Payne Rupert A, Abel Gary A, Avery Anthony J, Mercer Stewart W, Roland Martin O
Cambridge Centre for Health Services Research, Institute of Public Health, University of Cambridge, Cambridge, CB2 0SR, UK.
Br J Clin Pharmacol. 2014 Jun;77(6):1073-82. doi: 10.1111/bcp.12292.
Prescribing multiple medications is associated with various adverse outcomes, and polypharmacy is commonly considered suggestive of poor prescribing. Polypharmacy might thus be associated with unplanned hospitalization. We sought to test this assumption.
Scottish primary care data for 180 815 adults with long-term clinical conditions and numbers of regular medications were linked to national hospital admissions data for the following year. Using logistic regression (age, gender and deprivation adjusted), we modelled the association of prescribing with unplanned admission for patients with different numbers of long-term conditions.
Admissions were more common in patients on multiple medications, but admission risk varied with the number of conditions. For patients with one condition, the odds ratio for unplanned admission for four to six medications was 1.25 (95% confidence interval 1.11-1.42) vs. one to three medications, and 3.42 (95% confidence interval 2.72-4.28) for ≥10 medications vs. one to three medications. However, this effect was greatly reduced for patients with multiple conditions; amongst patients with six or more conditions, those on four to six medications were no more likely to have unplanned admissions than those taking one to three medications (odds ratio 1.00; 95% confidence interval 0.88-1.14), and those taking ≥10 medications had a modestly increased risk of admission (odds ratio 1.50; 95% confidence interval 1.31-1.71).
Unplanned hospitalization is strongly associated with the number of regular medications. However, the effect is reduced in patients with multiple conditions, in whom only the most extreme levels of polypharmacy are associated with increased admissions. Assumptions that polypharmacy is always hazardous and represents poor care should be tempered by clinical assessment of the conditions for which those drugs are being prescribed.

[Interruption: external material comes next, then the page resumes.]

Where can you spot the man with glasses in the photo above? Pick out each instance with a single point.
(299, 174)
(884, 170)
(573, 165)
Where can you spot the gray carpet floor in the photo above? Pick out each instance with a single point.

开具多种药物与各种不良后果相关,多药联合使用通常被认为提示处方不当。因此,多药联合使用可能与非计划住院有关。我们试图验证这一假设。
将180815名患有长期临床疾病且有常规用药数量的苏格兰初级保健数据与次年的国家医院入院数据相关联。使用逻辑回归(校正年龄、性别和贫困程度),我们对不同数量长期疾病患者的处方与非计划入院之间的关联进行建模。
使用多种药物的患者入院更为常见,但入院风险因疾病数量而异。对于患有一种疾病的患者,使用四至六种药物的非计划入院比值比为1.25(95%置信区间1.11 - 1.42),而使用一至三种药物的为1;使用≥10种药物的与使用一至三种药物相比,比值比为3.42(95%置信区间2.72 - 4.28)。然而,对于患有多种疾病的患者,这种影响大大降低;在患有六种或更多疾病的患者中,使用四至六种药物的患者与使用一至三种药物的患者相比,非计划入院的可能性并无差异(比值比1.00;95%置信区间0.88 - 1.14),而使用≥10种药物的患者入院风险略有增加(比值比1.50;95%置信区间1.31 - 1.71)。
非计划住院与常规用药数量密切相关。然而,在患有多种疾病的患者中,这种影响会降低,只有最极端的多药联合使用水平才与入院增加有关。关于多药联合使用总是有害且代表护理不佳的假设,应通过对开具这些药物所针对疾病的临床评估来加以缓和。